Let us continue to investigate the life cycle of our volumes. We have seen that the volumes have been created automatically when the stateful set was created. The converse, however, is not true.
$ kubectl delete statefulset stateful-test statefulset.apps "stateful-test" deleted $ kubectl delete svc httpd-svc service "httpd-svc" deleted $ kubectl get pvc NAME STATUS VOLUME CAPACITY ACCESS MODES STORAGECLASS AGE my-pvc-stateful-test-0 Bound pvc-78bde820-53e0-11e9-b859-0afa21a383ce 1Gi RWO gp2 14m my-pvc-stateful-test-1 Bound pvc-8790edc9-53e0-11e9-b859-0afa21a383ce 1Gi RWO gp2 13m my-pvc-stateful-test-2 Bound pvc-974cc9fa-53e0-11e9-b859-0afa21a383ce 1Gi RWO gp2 13m
So the persistent volume claims (and the volumes) remain existent if the delete the stateful set. This seems to be a deliberate design decision to give the administrator a chance to copy or backup the data on the volumes even after the set has been deleted. To fully clean up the volumes, we therefore need to delete the PVCs manually. Fortunately, this can again be done using a label selector, in our case
kubectl delete pvc -l app=httpd
will do the trick. Note that it is even possible to reuse the PVCs – in fact, if you recreate the stateful set and the PVCs still exists, they will be reused and attached to the new pods.
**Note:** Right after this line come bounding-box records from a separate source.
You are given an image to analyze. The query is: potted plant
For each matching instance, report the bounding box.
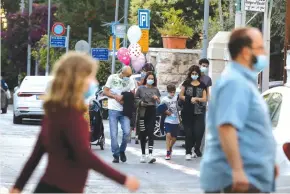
[157,8,193,49]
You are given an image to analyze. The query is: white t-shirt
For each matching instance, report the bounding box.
[105,74,135,111]
[161,96,179,124]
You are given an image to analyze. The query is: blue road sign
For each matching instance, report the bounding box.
[138,9,150,30]
[92,48,109,61]
[50,36,66,48]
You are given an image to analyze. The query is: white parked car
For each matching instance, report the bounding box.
[262,86,290,172]
[13,76,52,124]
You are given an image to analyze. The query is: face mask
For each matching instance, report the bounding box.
[84,82,98,99]
[123,77,130,81]
[191,75,198,80]
[252,55,269,73]
[200,67,208,73]
[141,72,146,78]
[147,79,154,85]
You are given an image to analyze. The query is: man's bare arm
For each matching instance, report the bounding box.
[219,124,243,171]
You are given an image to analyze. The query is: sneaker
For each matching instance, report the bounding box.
[140,155,146,163]
[120,152,127,162]
[165,151,171,160]
[148,154,156,164]
[185,154,192,160]
[191,153,197,158]
[113,156,119,163]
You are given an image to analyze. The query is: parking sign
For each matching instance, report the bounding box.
[138,9,150,30]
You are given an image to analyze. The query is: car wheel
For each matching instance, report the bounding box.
[154,119,166,140]
[13,114,22,124]
[1,107,7,114]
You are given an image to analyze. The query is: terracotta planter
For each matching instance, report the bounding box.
[162,36,188,49]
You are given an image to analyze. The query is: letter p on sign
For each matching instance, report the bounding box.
[138,9,150,29]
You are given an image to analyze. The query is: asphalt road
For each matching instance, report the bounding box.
[0,107,290,194]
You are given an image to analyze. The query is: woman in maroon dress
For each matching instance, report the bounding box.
[10,52,139,193]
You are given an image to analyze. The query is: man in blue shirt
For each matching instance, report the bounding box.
[201,28,278,193]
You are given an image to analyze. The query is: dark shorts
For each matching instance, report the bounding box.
[164,123,179,137]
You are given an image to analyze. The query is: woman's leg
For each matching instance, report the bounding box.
[183,119,193,155]
[166,133,171,152]
[193,114,205,157]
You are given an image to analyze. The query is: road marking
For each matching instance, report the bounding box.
[106,139,200,177]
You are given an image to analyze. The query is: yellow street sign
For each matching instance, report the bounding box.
[109,36,120,51]
[138,30,149,53]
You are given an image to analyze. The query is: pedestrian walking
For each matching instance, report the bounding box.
[10,52,139,193]
[135,72,160,163]
[198,58,212,98]
[182,58,212,150]
[161,84,180,160]
[104,66,135,163]
[131,63,155,144]
[179,65,206,160]
[200,28,278,193]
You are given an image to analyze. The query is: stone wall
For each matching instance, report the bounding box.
[146,48,201,91]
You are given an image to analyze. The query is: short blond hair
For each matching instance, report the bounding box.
[44,52,98,114]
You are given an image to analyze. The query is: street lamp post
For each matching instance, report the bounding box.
[27,0,33,76]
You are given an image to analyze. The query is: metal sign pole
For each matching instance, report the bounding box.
[111,0,119,74]
[27,0,33,75]
[261,0,270,92]
[88,27,92,54]
[45,0,51,76]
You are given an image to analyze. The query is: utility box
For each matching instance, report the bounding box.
[207,31,231,84]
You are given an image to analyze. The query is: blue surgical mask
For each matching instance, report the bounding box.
[147,79,154,85]
[253,55,269,73]
[191,75,198,80]
[123,77,130,81]
[200,67,208,73]
[84,82,98,99]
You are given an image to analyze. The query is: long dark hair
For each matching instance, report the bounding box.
[183,65,201,85]
[143,72,157,87]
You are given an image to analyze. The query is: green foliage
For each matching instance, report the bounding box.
[157,8,193,37]
[129,0,216,48]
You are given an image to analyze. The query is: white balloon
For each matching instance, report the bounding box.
[127,25,142,44]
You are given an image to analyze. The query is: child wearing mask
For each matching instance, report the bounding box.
[161,84,180,160]
[135,72,160,163]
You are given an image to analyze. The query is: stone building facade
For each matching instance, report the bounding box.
[146,48,201,91]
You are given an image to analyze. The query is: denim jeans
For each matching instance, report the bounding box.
[109,110,130,157]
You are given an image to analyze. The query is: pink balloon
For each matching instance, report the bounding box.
[128,43,142,57]
[131,54,146,72]
[117,47,130,65]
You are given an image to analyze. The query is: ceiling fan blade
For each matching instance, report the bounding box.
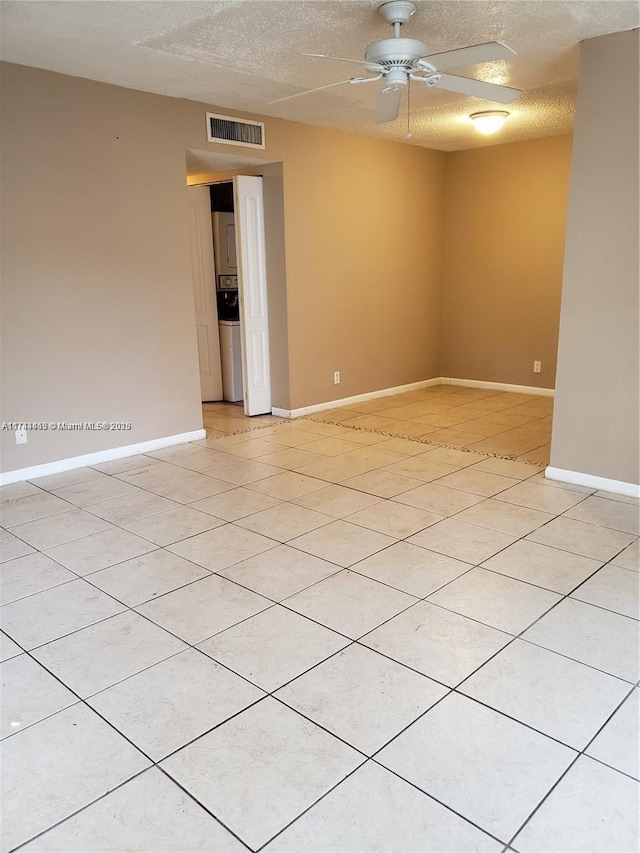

This completes our overview of stateful sets in Kubernetes. Running stateful applications in a distributed cloud environment is tricky, and there is much more that needs to be considered. To see a few examples, you might want to look at some of the examples which are part of the Kubernetes documentation, for instance the setup of a distributed key-value store like ZooKeeper. You might also want to learn about operators that provide application specific controller logic, for instance promoting a database replica to a master if the current master node goes down. For some additional considerations on running stateful applications on Kubernetes you might want to read this nice post that explains additional mechanisms like leader elections that are common ingredients for a stateful distributed application.